The batcher request queue depth.

NIM_MAX_WAIT_MS

1

The maximum milliseconds to wait for additional requests before dispatching a batch.

NIM_REQUEST_TIMEOUT_S

120

The request timeout in seconds.

NIM_TLS_CERT_PATH

-

The path to PEM certificate chain for HTTPS. When set with NIM_TLS_KEY_PATH, enables TLS.

NIM_TLS_KEY_PATH

-

The path to PEM private key for HTTPS. Must be set together with NIM_TLS_CERT_PATH.

Pipeline Environment Variables#

The following table contains the pipeline environment variables.

Name

Default

Description

NIM_ENGINE_COUNT

1

The number of CudaEngine instances.

NIM_ENGINE_DEVICES

-

The comma-separated CUDA device ordinals for explicit engine placement (e.g. NIM_ENGINE_DEVICES=0,1,2).

NIM_MAX_BATCH_SIZE

64

The number of sequences per forward pass.

NIM_MAX_SEQ_LEN

-

The maximum sequence length override. When unset, the model profile default is used.
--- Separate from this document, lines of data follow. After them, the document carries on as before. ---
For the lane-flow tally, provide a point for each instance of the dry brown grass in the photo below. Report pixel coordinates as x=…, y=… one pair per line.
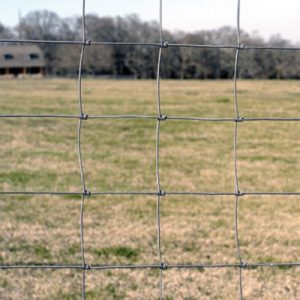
x=119, y=155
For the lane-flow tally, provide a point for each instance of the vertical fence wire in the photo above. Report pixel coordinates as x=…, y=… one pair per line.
x=157, y=153
x=82, y=117
x=235, y=141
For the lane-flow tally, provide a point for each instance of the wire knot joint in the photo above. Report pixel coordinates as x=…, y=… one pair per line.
x=86, y=193
x=87, y=43
x=162, y=118
x=164, y=44
x=239, y=119
x=86, y=267
x=239, y=194
x=161, y=193
x=83, y=117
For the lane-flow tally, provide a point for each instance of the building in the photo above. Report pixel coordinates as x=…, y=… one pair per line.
x=21, y=60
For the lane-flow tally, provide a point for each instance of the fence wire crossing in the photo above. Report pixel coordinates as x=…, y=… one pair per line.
x=159, y=193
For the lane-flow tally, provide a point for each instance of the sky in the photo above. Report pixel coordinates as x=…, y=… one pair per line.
x=266, y=17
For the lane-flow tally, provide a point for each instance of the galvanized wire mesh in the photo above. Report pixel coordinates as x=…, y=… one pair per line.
x=85, y=193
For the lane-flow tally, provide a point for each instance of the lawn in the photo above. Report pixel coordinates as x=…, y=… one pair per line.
x=119, y=155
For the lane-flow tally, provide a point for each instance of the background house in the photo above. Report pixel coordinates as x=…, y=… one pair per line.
x=21, y=60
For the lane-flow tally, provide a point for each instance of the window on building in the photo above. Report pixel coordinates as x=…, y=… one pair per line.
x=8, y=56
x=33, y=56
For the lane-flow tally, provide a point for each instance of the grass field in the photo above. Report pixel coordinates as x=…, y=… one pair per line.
x=119, y=155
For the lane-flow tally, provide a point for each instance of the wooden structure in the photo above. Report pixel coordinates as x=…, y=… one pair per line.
x=21, y=60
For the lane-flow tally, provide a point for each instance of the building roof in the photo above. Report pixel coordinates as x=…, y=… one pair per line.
x=21, y=57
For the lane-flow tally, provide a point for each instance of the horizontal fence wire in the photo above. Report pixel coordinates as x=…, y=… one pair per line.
x=84, y=194
x=158, y=45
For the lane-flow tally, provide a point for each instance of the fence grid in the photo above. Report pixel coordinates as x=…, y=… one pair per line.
x=85, y=193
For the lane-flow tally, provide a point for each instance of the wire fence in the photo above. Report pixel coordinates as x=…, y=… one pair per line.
x=159, y=193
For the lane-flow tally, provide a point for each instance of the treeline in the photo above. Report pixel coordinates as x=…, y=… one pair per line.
x=141, y=61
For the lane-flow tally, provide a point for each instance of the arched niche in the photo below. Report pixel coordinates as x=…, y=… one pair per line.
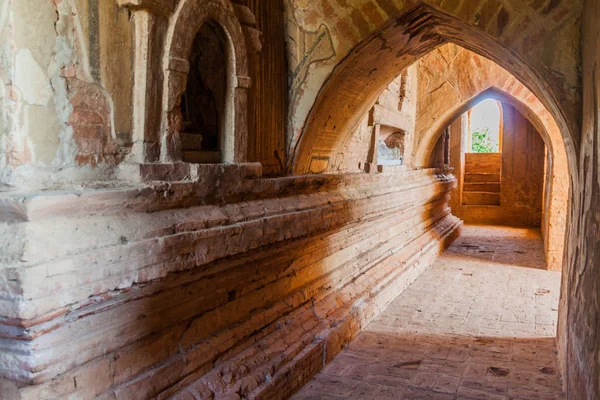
x=193, y=18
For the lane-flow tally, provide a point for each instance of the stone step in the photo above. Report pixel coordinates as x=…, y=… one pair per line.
x=481, y=178
x=481, y=199
x=201, y=157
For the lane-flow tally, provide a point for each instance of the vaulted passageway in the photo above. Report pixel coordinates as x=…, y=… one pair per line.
x=480, y=323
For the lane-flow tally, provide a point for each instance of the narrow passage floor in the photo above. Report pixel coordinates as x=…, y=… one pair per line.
x=480, y=323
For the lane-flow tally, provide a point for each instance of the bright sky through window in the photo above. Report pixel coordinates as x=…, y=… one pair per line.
x=485, y=127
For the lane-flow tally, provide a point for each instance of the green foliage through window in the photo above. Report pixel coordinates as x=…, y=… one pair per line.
x=482, y=142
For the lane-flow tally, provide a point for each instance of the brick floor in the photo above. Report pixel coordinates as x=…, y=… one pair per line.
x=479, y=324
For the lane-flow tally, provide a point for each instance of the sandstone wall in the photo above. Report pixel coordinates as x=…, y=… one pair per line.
x=360, y=46
x=522, y=175
x=579, y=341
x=237, y=285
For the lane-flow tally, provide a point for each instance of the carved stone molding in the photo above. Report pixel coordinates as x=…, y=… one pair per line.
x=165, y=7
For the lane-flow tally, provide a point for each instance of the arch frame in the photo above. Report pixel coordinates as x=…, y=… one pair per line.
x=556, y=198
x=354, y=85
x=184, y=24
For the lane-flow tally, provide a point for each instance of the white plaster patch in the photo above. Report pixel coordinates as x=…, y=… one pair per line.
x=31, y=80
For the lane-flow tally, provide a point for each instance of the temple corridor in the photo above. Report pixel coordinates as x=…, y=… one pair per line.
x=478, y=324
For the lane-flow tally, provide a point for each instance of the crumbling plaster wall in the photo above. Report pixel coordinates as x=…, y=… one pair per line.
x=218, y=281
x=60, y=118
x=394, y=111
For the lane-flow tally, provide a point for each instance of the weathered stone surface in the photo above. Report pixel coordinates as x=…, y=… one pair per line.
x=479, y=323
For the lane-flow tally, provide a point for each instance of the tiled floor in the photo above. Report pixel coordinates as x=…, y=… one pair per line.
x=478, y=324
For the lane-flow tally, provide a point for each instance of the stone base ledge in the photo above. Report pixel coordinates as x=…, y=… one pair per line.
x=337, y=324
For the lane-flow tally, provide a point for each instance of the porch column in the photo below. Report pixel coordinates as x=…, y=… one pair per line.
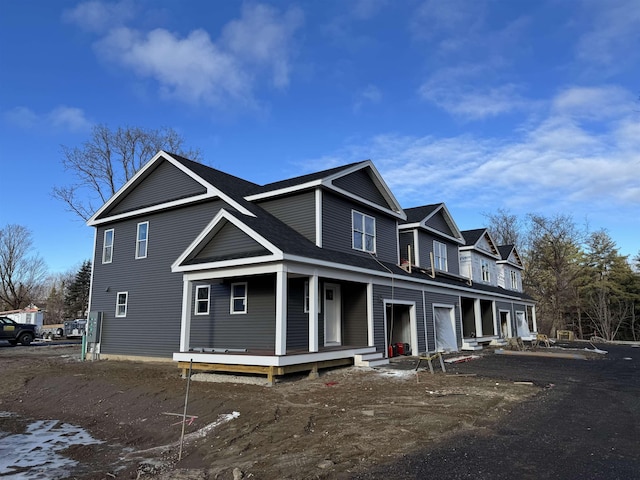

Engine Environment Variables#

The following table contains the engine environment variables.

Name

Default

Description

HF_TOKEN

-

The Hugging Face token for model download. Passed through to the model downloader. For details, refer to Get Started With NVIDIA NeMo Retriever Embedding NIM.

NGC_API_KEY

-

The NGC API key for model download when NIM_MODEL_DOWNLOAD_PROVIDER=ngc. Passed through to the model downloader. For details, refer to Get Started With NVIDIA NeMo Retriever Embedding NIM.

NIM_MODEL_DOWNLOAD_PROVIDER

hf

The model download provider. Use hf for Hugging Face; use ngc for the NVIDIA NGC Catalog.

NIM_MODEL_NAME

nvidia/llama-nemotron-embed-vl-1b-v2

The model name returned in embedding responses.

NIM_MODEL_PATH

/model/embed

The in-container path for staged model artifacts. The directory must contain artifacts for a supported model. For details, refer to Custom Model Artifact Support in NVIDIA NeMo Retriever Embedding NIM.

NIM_PRECISION

-

The weight precision. One of: fp16, fp8. When unset, defaults to fp16 (or fp8 for auto-selected pipelines). Ignored when NIM_PIPELINE_ID is set.

NIM_PRECOMPILE_ONLY

-

Compile all CUDA artifacts then exit 0 (passthrough).

NIM_SERVED_MODEL_NAME

-

Optional served API model alias. If both NIM_MODEL_NAME and NIM_SERVED_MODEL_NAME are configured, NIM_SERVED_MODEL_NAME currently takes precedence.